Insights UX must prioritise provenance, interpretability, and defensibility so that every score and skill level can be explained.


Capability Baseline (Validated 2026-02-25)

This Insights plan spans both currently live backend capability and future-facing UX targets.

Backend-live now:

  • Submission-centric insights: koeStatus + dual-time proofReadiness (defensibleAtExecution, readyNow) on submission detail/list surfaces.
  • Defensibility exceptions queue with triage on submission, engagement, and programme-requirement lenses (including refresh + suppression semantics).
  • Ledger-derived reporting projections (summary/health/range), snapshot-aware submission retrieval, and remediation ledger flows.

Not backend-ready yet (feature-flag or park in UX):

  • Skills inference projections and competence profiles.
  • Deterministic skills explainability backed by persisted skill_evidence_facts provenance facts.
  • Skills recalculation/backfill operator jobs and progress surfaces.

Related backend gap to account for in UX:

  • Explicit first-class proctor command endpoints (pause / resume / terminate) are still pending; model proctor history as event/timeline data when present.

0. Insights Doctrine (MUST)

0.1 Durable over Ephemeral

Insights must only use durable truth:

  • submissions (+ submission_items where needed)
  • version_snapshot (the “what the candidate saw” contract)
  • skill_evidence_facts (durable skill contribution facts, once skills inference is enabled)
  • read models / projections derived from the above

Runtime session data is excluded from Insights to ensure reports survive retention cleanup.

Every derived value (skill level, pass/fail outcome, corrected score, rollup metric) must provide an Explain affordance that links to one of:

  1. Evidence Basis (facts/submissions that contributed)
  2. Snapshot Scope (evaluation/rubric/mapping version used)
  3. Calculation Summary (human-readable “how computed”, not code/SQL)

0.3 Version Awareness

All Insights surfaces must show:

  • Scope indicators (evaluation version, mapping set version, framework version, cohort/run label where relevant)
  • Freshness indicators (last updated timestamp)
  • Processing indicators (queued/running/completed/failed), if a worker pipeline is involved

0.4 Projection Lag & Data States

Insights data can be in one of the following states:

  • Fresh: updated recently; no job pending
  • Processing: a known job is queued/running
  • Stale: no job running, but freshness exceeds a threshold OR refresh failed
  • Failed: job failed; actionable error text shown with a retry path (capability gated)

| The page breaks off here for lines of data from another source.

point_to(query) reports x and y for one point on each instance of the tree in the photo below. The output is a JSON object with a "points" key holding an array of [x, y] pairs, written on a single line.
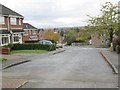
{"points": [[70, 36], [107, 22]]}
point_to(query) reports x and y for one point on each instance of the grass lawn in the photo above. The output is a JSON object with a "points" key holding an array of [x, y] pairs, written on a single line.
{"points": [[2, 59], [28, 51]]}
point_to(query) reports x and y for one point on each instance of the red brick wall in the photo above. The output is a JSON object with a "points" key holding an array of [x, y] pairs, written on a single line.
{"points": [[7, 20]]}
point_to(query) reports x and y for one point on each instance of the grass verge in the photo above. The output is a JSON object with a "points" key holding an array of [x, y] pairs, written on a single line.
{"points": [[28, 51], [2, 59]]}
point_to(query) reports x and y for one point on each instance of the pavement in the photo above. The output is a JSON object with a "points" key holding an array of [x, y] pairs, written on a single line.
{"points": [[77, 67], [16, 59], [112, 58]]}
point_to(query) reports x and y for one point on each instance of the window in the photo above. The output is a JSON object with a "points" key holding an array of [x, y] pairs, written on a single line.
{"points": [[2, 20], [16, 38], [34, 31], [20, 22], [13, 21], [5, 40]]}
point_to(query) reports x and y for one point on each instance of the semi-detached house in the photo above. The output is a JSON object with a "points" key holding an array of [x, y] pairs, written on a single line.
{"points": [[11, 26]]}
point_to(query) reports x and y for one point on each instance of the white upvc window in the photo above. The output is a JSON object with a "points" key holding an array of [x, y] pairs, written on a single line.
{"points": [[20, 21], [13, 21], [2, 20], [16, 38], [5, 39], [34, 32]]}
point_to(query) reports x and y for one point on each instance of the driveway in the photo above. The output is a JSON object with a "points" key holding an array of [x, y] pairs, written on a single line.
{"points": [[77, 67]]}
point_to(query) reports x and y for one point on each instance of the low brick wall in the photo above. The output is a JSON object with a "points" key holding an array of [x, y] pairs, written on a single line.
{"points": [[4, 50]]}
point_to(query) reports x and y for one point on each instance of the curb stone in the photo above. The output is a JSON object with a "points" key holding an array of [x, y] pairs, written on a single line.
{"points": [[14, 64], [21, 85], [59, 51], [110, 64]]}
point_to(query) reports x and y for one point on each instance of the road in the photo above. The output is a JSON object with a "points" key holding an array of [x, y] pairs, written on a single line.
{"points": [[77, 67]]}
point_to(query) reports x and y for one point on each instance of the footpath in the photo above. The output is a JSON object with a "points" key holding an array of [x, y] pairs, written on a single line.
{"points": [[15, 59], [112, 59]]}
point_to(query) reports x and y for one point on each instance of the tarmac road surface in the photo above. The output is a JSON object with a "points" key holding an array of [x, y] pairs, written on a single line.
{"points": [[77, 67]]}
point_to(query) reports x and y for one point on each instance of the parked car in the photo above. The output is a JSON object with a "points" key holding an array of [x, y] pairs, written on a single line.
{"points": [[45, 42], [59, 45]]}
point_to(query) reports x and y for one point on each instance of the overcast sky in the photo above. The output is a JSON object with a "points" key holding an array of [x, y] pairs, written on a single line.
{"points": [[56, 13]]}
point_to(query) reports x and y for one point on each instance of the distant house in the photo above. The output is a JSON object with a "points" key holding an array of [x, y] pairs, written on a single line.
{"points": [[31, 33], [11, 26]]}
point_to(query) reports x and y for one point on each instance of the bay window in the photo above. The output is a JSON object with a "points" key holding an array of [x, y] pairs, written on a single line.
{"points": [[2, 20], [13, 21]]}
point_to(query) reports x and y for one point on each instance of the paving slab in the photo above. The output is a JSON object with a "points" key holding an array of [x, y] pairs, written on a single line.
{"points": [[12, 83]]}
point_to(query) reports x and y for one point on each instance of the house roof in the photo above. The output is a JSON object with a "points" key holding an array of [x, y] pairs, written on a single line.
{"points": [[7, 11], [28, 26], [4, 32], [17, 31]]}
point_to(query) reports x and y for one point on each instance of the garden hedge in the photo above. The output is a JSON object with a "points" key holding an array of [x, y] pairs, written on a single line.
{"points": [[33, 47]]}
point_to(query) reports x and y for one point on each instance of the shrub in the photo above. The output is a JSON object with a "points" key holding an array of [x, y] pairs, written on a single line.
{"points": [[34, 47]]}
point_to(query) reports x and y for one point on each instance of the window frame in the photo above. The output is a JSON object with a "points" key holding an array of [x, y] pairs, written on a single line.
{"points": [[13, 21], [2, 20]]}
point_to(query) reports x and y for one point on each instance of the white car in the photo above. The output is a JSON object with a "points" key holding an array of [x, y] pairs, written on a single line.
{"points": [[45, 42], [60, 45]]}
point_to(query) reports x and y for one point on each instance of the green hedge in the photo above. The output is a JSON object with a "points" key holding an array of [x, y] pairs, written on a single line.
{"points": [[33, 47]]}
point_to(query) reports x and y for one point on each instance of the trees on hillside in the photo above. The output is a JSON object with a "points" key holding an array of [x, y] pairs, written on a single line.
{"points": [[107, 22]]}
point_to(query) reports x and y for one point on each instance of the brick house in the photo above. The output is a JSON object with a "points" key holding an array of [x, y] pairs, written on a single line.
{"points": [[31, 33], [11, 26]]}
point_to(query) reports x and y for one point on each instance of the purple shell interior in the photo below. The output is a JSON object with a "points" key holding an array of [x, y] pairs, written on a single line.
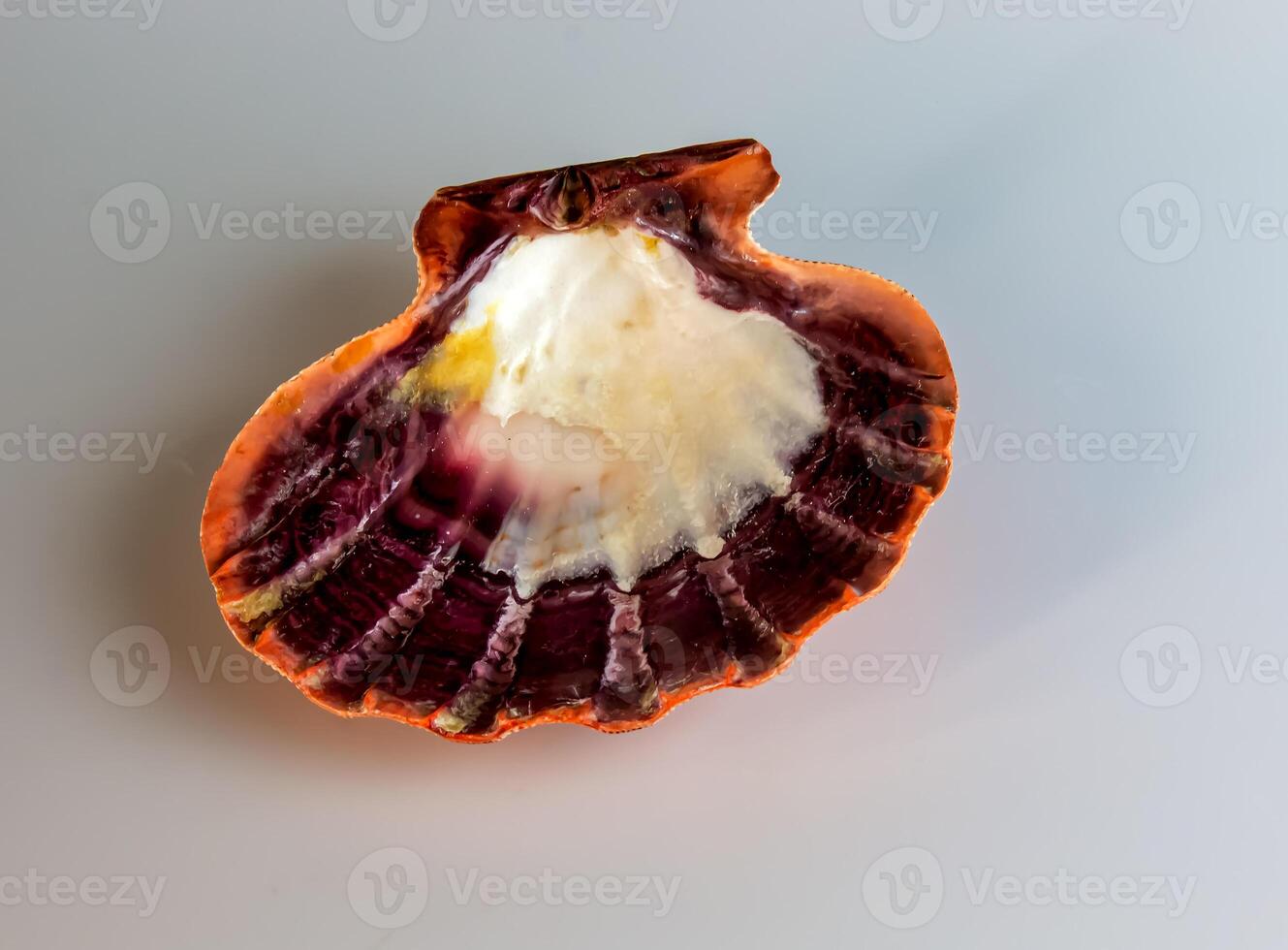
{"points": [[375, 536]]}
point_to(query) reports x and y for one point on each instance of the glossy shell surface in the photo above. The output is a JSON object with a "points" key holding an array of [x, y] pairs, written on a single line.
{"points": [[347, 544]]}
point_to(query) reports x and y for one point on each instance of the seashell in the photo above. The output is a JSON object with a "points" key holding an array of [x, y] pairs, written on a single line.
{"points": [[613, 456]]}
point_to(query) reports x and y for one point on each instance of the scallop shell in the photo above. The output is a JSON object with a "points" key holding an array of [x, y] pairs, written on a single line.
{"points": [[348, 544]]}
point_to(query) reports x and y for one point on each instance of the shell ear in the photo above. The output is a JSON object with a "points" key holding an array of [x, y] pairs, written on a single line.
{"points": [[732, 184], [566, 200]]}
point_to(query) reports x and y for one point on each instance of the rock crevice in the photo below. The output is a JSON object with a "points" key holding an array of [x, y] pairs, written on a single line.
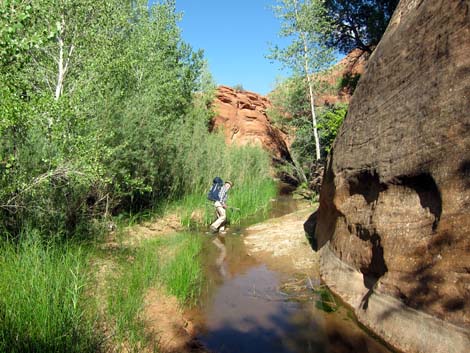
{"points": [[393, 223]]}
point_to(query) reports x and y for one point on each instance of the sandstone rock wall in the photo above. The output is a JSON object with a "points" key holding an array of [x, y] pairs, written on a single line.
{"points": [[394, 216], [349, 69], [242, 116]]}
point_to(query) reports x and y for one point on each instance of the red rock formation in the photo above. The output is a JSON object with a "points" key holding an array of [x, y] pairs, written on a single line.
{"points": [[242, 116], [394, 215]]}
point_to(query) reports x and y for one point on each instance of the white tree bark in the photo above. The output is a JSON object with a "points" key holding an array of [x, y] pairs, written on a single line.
{"points": [[62, 62], [310, 89]]}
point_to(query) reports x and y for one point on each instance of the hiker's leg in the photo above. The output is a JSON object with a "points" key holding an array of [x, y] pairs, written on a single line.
{"points": [[221, 218]]}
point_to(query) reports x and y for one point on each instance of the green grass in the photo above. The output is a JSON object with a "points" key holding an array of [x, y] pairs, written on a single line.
{"points": [[149, 266], [182, 273], [43, 306], [244, 200]]}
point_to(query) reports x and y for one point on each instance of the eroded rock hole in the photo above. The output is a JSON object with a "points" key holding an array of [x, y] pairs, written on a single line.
{"points": [[367, 184], [427, 191], [377, 266]]}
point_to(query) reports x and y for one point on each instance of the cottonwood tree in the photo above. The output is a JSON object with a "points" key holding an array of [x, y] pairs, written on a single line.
{"points": [[358, 23], [305, 24]]}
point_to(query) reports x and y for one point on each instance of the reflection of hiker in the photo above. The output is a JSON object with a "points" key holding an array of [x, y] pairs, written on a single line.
{"points": [[220, 204]]}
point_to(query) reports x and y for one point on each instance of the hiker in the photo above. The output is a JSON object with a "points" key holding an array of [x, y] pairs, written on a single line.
{"points": [[220, 207]]}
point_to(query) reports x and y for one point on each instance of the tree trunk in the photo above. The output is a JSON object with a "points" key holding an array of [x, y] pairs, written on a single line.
{"points": [[314, 118], [310, 89], [60, 62]]}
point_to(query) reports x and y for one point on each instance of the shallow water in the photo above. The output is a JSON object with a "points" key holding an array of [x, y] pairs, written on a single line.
{"points": [[244, 310]]}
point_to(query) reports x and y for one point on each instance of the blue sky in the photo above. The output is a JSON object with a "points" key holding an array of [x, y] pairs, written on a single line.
{"points": [[234, 36]]}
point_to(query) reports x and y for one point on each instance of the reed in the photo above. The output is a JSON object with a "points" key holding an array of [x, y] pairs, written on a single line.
{"points": [[43, 305]]}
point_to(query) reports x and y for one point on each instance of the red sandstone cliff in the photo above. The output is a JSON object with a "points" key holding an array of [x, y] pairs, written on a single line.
{"points": [[394, 215], [348, 70], [242, 116]]}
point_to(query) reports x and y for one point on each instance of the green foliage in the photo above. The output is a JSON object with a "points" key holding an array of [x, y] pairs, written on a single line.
{"points": [[138, 272], [43, 305], [172, 261], [248, 167], [182, 273], [291, 110], [305, 24], [358, 23], [329, 121]]}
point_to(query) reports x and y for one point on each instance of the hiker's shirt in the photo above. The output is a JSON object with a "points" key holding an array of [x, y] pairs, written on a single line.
{"points": [[223, 195]]}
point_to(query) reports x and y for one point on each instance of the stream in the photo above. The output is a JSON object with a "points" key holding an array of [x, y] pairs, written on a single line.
{"points": [[245, 309]]}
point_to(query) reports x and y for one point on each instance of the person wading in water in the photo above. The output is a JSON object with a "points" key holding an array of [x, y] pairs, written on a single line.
{"points": [[220, 209]]}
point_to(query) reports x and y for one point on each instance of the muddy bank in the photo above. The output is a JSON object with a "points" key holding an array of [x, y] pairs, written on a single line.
{"points": [[281, 243], [264, 294]]}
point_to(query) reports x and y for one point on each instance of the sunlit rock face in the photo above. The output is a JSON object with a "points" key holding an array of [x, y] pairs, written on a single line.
{"points": [[394, 218], [242, 116]]}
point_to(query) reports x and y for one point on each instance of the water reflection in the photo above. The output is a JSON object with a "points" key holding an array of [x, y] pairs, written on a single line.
{"points": [[244, 310]]}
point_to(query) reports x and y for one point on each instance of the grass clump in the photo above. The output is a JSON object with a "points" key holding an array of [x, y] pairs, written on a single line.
{"points": [[172, 262], [138, 272], [182, 273], [43, 305]]}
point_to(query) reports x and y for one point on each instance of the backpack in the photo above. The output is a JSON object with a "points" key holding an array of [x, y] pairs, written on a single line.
{"points": [[213, 194]]}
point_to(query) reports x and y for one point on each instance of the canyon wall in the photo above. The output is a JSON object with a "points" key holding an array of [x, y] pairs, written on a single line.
{"points": [[393, 223], [242, 116]]}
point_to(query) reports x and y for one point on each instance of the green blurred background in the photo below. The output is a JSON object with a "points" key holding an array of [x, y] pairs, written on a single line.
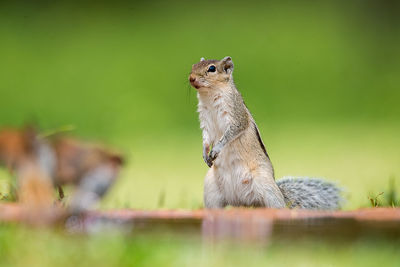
{"points": [[320, 77]]}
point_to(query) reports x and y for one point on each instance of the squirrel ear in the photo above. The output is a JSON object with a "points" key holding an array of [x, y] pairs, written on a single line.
{"points": [[227, 64]]}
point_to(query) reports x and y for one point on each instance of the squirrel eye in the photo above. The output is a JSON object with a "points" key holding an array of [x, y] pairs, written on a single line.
{"points": [[212, 68]]}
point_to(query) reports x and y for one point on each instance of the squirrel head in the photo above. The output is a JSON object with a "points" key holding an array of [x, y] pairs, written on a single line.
{"points": [[209, 74]]}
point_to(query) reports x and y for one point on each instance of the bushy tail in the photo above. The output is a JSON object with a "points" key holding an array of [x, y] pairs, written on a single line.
{"points": [[310, 193]]}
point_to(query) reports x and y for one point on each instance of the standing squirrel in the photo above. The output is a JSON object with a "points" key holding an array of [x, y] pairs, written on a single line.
{"points": [[241, 173]]}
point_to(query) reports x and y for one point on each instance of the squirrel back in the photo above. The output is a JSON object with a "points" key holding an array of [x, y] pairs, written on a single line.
{"points": [[241, 172]]}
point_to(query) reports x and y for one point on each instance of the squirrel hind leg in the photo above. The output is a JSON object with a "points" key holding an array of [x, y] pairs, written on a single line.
{"points": [[213, 198]]}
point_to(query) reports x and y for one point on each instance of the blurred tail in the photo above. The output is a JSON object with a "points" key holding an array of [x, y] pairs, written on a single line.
{"points": [[310, 193]]}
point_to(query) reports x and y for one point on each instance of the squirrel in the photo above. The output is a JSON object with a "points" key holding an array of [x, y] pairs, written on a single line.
{"points": [[241, 172], [41, 164]]}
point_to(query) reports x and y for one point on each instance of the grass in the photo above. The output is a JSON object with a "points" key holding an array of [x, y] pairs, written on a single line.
{"points": [[321, 79]]}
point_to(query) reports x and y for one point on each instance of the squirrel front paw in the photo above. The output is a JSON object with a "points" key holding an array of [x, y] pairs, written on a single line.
{"points": [[214, 153], [206, 157]]}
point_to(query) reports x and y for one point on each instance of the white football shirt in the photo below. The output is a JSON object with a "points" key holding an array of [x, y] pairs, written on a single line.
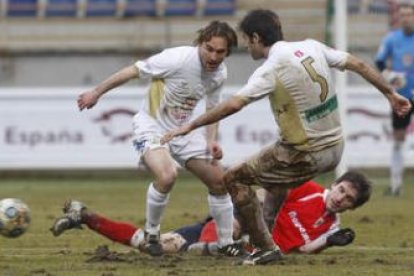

The UI must visibly distinguish Processing vs Stale.

0.5 Insights Interface Guardrails (MUST)

  • Every derived value must provide an Explain path or an explicit, non-ambiguous unavailable reason.
  • Report blocks must always include scope chips, freshness, and processing state where applicable.
  • Small-sample metrics must render Insufficient data instead of inferred confidence.
  • Charts require accessible equivalents (table/text summaries) and keyboard operability.
  • Status/readiness language must use canonical labels; raw backend enums must not be primary UI text.
  • Mobile/iPad supports read, filter, and explain inspection; complex report configuration may be desktop-optimized with explicit handoff.

1. Core Insights Primitives (Reusable Patterns)

1.1 Insight Block (Dashboard Card)

All dashboards are composed of modular blocks.

Block MUST include

  • Title + short description (“what this represents”)
  • Scope chips (version/timeframe/cohort)
  • Freshness indicator
  • Explain link (Evidence Basis / Calculation / Snapshot Scope)
  • Drilldown CTA

1.2 Scope Chips (MUST)

Any derived view must show applicable scope chips. Common chips:

  • Evaluation Version (e.g., “Eval v3”)
  • Mapping Set Version (e.g., “Mapping v7”)
  • Framework Version (if applicable)
  • Run Label / Cohort (e.g., “Compliance_Q1_2025”)
  • Time window (e.g., “Last 30 days”)

Only show chips backed by current data contracts for that surface (e.g., mapping/framework chips are hidden until skills projections are live).

1.3 Freshness & Processing Banner (MUST)

A consistent banner pattern used across Insights pages:

  • Updated: “Updated 2m ago”
  • Processing: “Processing updates…”
  • Stale: “Data may be stale — last updated 12m ago”
  • Failed: “Update failed — retry” (capability gated)

1.4 Evidence Basis Drawer (MUST)

A standard drawer used by all Explain links that point to evidence.

Drawer MUST include

  • Clear title (“Evidence Basis: [Skill]” / “Evidence Basis: Pass rate”)
  • Scope chips (mapping/eval/version/timeframe)
  • Evidence list (facts or submissions) in a timeline
  • Links to underlying Attempt Viewer(s)
  • “Open full page” escape hatch where appropriate

2. Competence Profiles (Skill Projections, Planned/Parked)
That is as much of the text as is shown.